As you may know, the minimum value of a quadratic expression is $$c-\frac{b^2}{4a}$$. Therefore, the minimum of your quadratic expression is $14400/289$.
Thus the minimum value of the square root is $120/17$.
On
Do some geometry first: this minimum is attained at the orthogonal projection of the origin on the straight line $(L)$ with equation $15x+8y=120$.

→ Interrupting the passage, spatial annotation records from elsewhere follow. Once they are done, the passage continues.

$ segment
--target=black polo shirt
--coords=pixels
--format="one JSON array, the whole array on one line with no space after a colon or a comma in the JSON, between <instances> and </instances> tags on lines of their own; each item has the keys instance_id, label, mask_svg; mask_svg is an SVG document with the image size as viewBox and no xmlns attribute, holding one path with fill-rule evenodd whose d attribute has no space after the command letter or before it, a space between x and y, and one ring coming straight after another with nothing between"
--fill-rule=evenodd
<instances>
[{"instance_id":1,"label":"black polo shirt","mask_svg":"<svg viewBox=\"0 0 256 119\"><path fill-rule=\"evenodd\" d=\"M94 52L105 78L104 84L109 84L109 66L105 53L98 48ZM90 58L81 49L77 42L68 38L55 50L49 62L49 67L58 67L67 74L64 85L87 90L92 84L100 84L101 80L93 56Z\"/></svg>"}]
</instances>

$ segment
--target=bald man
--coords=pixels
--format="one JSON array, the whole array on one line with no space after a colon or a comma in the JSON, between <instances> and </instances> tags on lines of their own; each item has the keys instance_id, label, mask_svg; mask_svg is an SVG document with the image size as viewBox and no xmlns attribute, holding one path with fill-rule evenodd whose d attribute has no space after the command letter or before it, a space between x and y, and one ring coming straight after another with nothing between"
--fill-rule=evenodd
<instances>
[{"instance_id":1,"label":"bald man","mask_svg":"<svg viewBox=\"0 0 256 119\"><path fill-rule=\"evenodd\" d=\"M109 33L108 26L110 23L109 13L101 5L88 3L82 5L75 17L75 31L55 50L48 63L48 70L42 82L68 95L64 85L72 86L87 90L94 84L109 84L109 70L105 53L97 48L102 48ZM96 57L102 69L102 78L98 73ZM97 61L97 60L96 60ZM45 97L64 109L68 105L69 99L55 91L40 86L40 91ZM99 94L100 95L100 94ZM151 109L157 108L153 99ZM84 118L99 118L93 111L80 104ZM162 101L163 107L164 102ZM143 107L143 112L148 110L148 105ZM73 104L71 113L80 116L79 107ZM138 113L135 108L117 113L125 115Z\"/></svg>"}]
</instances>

Now the vector $(15,8)$ is normal to this line. Thus we have to find the intersection of the line with parametric representation $\;x=15t,\; y=8t$ and $(L)$: $t$ must satisfy the equation $$15(15t)+8(8t)=120\iff t=\frac{120}{289}=\frac{120}{17^2}.$$ Thus $$\sqrt{x_0^2+y_0^2}=\frac{120}{17^2}\sqrt{15^2+8^2\strut}=\frac{120}{17}.$$
This problem can be stated in a geometric way: find the distance from the point $(0,0)$ to the line $\{(x,y) \colon 15x + 8y = 120\}$. Let's find out where this line intersects with axis: $y=-{15 \over 8} x + {120 \over 15} = {-15 \over 8} x + 8$, so if $x=0$ then $y = 8$. On the other hand $x = {-8 \over 15} y + {120 \over 8} = {-8 \over 15} y + 15$, hence if $y=0$ then $x=15$. Therefore we need to find the altitude of the triangle with sides $15$ and $8$. Clearly it is ${1 \over 2}{2\,\cdot\,\text{area of the triangle} \over \sqrt{15^2+8^2}} = {15 \cdot 8 \over \sqrt{225+64}} = {120 \over \sqrt{289}} = {120 \over 17}$.